Saturday, December 15, 2007

Stories link us to generations past

The value of storytelling is beautifully illustrated in the film Sweet Land. If you haven’t seen the film, rent it on DVD; if you’ve already seen the film, see it again. You missed something.

Sweet Land is an independent film set and filmed in Minnesota; it tells the story of Olav, a Norwegian farmer, and Inge, his mail-order German bride, who is ostracized by Olav’s Norwegian neighbors from the moment she arrives, circa 1920. Critics have hailed the film for its cinemetography, its plot, its sparse script, and its masterful acting. And while the film deserves the multitude of praise it has received, all the reviewers have focused on the love that develops between the main characters.

But there’s another, more powerful relationship revealed in Sweet Land, one between the elderly Inge and her grandson, the man charged with perserving her legacy. It is between these two characters that the real power of Sweet Land unfolds. Inge’s story is revealed by the grandson and her legacy endures because her tale exerts power over him. (To give you more detail than this would be to spoil the plot for you.)

If you're unsure about the enduring power of a personal life story, even a story of a simple immigrant or a humble farmer, see Sweet Land. Once you do, you’ll understand how our life stories allow us to live on long after we’ve drawn our final breath.

Saturday, December 1, 2007

Life is a work in progress

Recently, I spoke to a group of women business professionals on the topic of preserving life stories. A prerequisite for giving such a presentation is that I provide a bio to be used as an introduction. It was to that task that my attention had turned when it occurred to me that it just might be easier to write my own obituary.This introductory bio, after all, requires that I position myself as an expert, someone uniquely qualified to expound on a topic such as writing one’s personal story. It’s not that I can’t establish such authority; I can. But the whole process strikes me as about as interesting as drafting a resume, or worse, a budget.

But an obituary bypasses the need to establish credentials and gets to life’s essence; it cuts to the chase. It can and should be all about the story, which when you take away the living, breathing, deadline meeting, sometimes running in circles part of a life, is all we can really leave behind because our assets get divvied up, our bodies decay and the soul has a forwarding address.
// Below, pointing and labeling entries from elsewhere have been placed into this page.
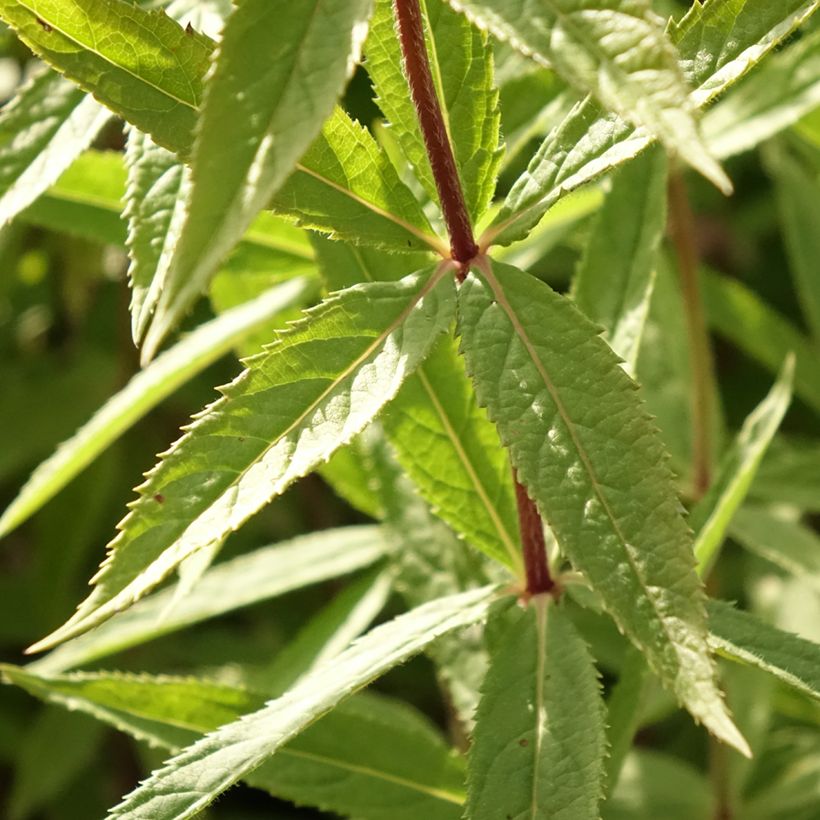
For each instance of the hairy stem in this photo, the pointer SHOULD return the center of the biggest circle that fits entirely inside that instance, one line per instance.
(682, 232)
(436, 140)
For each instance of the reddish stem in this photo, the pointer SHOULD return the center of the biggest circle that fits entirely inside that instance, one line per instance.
(532, 540)
(463, 246)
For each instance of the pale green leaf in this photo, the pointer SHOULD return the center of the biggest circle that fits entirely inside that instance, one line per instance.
(191, 780)
(314, 388)
(745, 638)
(462, 67)
(256, 576)
(798, 194)
(585, 447)
(154, 207)
(145, 391)
(738, 314)
(43, 129)
(782, 540)
(711, 517)
(539, 742)
(614, 49)
(345, 186)
(370, 757)
(278, 72)
(775, 96)
(446, 444)
(615, 279)
(140, 64)
(588, 142)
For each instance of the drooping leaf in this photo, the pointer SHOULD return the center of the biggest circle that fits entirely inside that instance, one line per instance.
(738, 314)
(257, 576)
(784, 88)
(446, 444)
(462, 67)
(146, 389)
(586, 449)
(345, 186)
(615, 50)
(371, 757)
(192, 779)
(138, 63)
(745, 638)
(154, 207)
(42, 130)
(277, 74)
(711, 517)
(539, 742)
(615, 279)
(314, 388)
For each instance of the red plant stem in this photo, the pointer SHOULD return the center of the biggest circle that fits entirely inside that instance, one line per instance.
(463, 246)
(532, 539)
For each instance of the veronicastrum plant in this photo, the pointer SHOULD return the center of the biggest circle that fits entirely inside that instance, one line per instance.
(495, 429)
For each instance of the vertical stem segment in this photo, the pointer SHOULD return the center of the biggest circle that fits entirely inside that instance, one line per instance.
(682, 231)
(439, 151)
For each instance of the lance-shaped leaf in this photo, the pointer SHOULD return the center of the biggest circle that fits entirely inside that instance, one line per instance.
(539, 741)
(711, 517)
(139, 63)
(614, 49)
(42, 131)
(614, 283)
(451, 451)
(745, 638)
(318, 385)
(345, 186)
(154, 207)
(371, 757)
(585, 447)
(462, 66)
(589, 142)
(279, 70)
(256, 576)
(148, 388)
(191, 780)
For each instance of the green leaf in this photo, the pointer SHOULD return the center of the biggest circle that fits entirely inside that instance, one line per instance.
(446, 444)
(191, 780)
(711, 517)
(798, 192)
(257, 576)
(43, 129)
(775, 96)
(140, 64)
(738, 314)
(314, 388)
(462, 66)
(154, 207)
(145, 391)
(785, 542)
(745, 638)
(614, 49)
(539, 742)
(588, 142)
(615, 279)
(587, 451)
(345, 186)
(370, 757)
(278, 72)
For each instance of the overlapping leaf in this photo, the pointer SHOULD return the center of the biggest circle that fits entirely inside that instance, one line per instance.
(191, 780)
(319, 384)
(278, 72)
(586, 449)
(539, 740)
(462, 68)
Sure, an obituary can include a life’s highpoints – its credentials, if that’s how you prefer to define highpoints. But it can do more. A well-written, especially self-written obituary can be our best opportunity to reveal to the world a work-in-progress life as we conceive it to be in our wildest – or most earnest – dreams.

It can also be the best opportunity to reveal such a life to ourselves when we’re too busy or distracted or frustrated to recognize what lies in the land next door – a place we call our potential. Most of us don’t want to think about death and so the thought of writing our own obituary can be distasteful. But it might be a worthwhile exercise in life examination to think about how you'd feel about losing all those things we push off to "someday" should this day brings those hopes to an end.

Give it a try. If your life ended now, right now, your obituary would probably include a line like this: At the time of death, [insert your name here] was … .Now write your ending. If you don’t like the way your life reads, rewrite it – while you still have the opportunity.